The emphasis of recent research was to develop sophisticated MPPT algorithm development. A fuzzy logic based MPPT algorithm with adaptive learning mechanisms which shows better instantaneous converged characteristics under the rapidly varying irradiance conditions was developed by Srinath et al. [6]. Nair and Kumar [7] systematically compared selected emerging MPPT techniques and found that fractional open circuit voltage and incremental conductance algorithms typically outperformed traditional P&O algorithms in dynamic environmental conditions.
Researchers have addressed critical environmental challenges affecting PV system performance. Based on these observations, Mehta et al. [8] proposed a comprehensive dust mitigation modeling framework which uses machine learning based predictive maintenance algorithms with real time performance monitoring algorithms. Zhang and Li [9] studied partial shading compensation strategies, and an advanced reconfiguration algorithm based on dynamic series-parallel module connection optimization, which recovers up to 22% power for nonuniform lighting conditions.

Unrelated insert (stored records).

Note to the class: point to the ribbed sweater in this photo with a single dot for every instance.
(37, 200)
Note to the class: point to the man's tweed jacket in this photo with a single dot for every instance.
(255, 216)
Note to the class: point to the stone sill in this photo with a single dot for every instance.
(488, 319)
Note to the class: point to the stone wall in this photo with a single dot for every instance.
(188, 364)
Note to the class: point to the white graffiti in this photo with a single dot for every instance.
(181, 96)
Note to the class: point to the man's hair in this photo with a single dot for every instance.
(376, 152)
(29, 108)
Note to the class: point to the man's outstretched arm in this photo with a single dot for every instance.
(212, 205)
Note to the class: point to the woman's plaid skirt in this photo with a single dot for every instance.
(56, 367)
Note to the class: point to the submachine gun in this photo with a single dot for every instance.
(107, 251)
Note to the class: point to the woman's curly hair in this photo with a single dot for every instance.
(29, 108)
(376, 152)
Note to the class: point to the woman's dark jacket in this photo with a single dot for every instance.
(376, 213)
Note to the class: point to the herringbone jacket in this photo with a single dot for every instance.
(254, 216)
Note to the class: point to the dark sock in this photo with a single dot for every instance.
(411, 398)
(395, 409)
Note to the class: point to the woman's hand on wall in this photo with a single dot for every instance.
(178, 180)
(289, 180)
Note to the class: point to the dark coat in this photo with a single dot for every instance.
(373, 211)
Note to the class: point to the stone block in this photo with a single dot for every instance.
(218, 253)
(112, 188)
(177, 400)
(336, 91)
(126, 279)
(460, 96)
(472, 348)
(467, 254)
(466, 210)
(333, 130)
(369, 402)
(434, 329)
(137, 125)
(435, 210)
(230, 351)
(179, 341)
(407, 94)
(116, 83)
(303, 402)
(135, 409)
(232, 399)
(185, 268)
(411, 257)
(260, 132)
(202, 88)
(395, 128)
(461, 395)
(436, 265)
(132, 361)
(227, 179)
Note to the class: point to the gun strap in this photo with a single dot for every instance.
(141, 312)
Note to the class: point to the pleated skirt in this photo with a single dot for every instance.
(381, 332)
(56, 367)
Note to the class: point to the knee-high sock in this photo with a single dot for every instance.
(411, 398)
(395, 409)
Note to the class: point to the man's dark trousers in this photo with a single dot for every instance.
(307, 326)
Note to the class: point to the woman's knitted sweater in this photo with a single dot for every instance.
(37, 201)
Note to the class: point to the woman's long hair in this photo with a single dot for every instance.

Advanced computational frameworks for emerging photovoltaic technologies promise further research directions. González-Martínez et al. [10] presented a comprehensive computational method to explore novel photovoltaic technologies, and to provide critical material level performance characteristics.
Several PV system modeling initiatives using MATLAB/Simulink have been demonstrated in the research literature. Banik et al. [11] have done a thorough single phase solar PV rooftop system analysis with emphasis on grid sync and MPPT strategy. With sophisticated single diode model for simulating performance under arbitrary environmental conditions, Goyal et al. [12] had attempted for precise PV module design.
A SIMULINK model of a 20 kW PV station integrated with a local electrical network was investigated by Sapaev et al. [13]. The purpose of their study was to create an experimental platform for teaching purposes, ensuring that the simulated parameters very nearly matched experimental data, and thereby confirming that the model was reliable. With the addition of experimental results, this work has been found particularly valuable in the academic context, providing practical insights to renewable energy system integration.
Revolving around the comparison of different methods for PV analysis, namely mathematical modeling, Simscape modeling and MATLAB coding, Revati and Natarajan [14] presented in detail their implementation of the I–V and P–V characteristics of PV modules. All methods resulted in similar conditions, and mathematical modeling was a convenient and flexible method for adjusting parameters.
Performance of half-cell PV modules under partial shading conditions was investigated by Sarniak [15] with a double diode model in MATLAB/Simulink. The simulation was done under different shading conditions, and the results were confirmed by experimental measurements. The findings showed the capability of half-cell designs to deliver better energy output under suboptimal conditions and provide the practicality for PV installations in urban environments with shading problems.
Ali and Mohamed [16] proposed a modified perturb and observe (P&O) MPPT algorithm that splits the P-V curve into different regions depending on the estimations of open circuit voltage. Under dynamic conditions, this approach significantly improved the dynamic tracking efficiency to 99.7% by reducing the search area to 15% of the P–V curve, improving speed and accuracy of power point tracking.
Later, Şahin and Blaabjerg [17] suggested a type of hybrid system involving PV battery and supercapacitor for voltage stabilization and extension of battery life. Super capacitors were shown to be able to handle instantaneous peak current to reduce battery load and reduce overall system costs by utilizing their MATLAB/Simulink model. The hybrid storage solution proved crucial to grid stability and energy efficiency in these renewable energy systems.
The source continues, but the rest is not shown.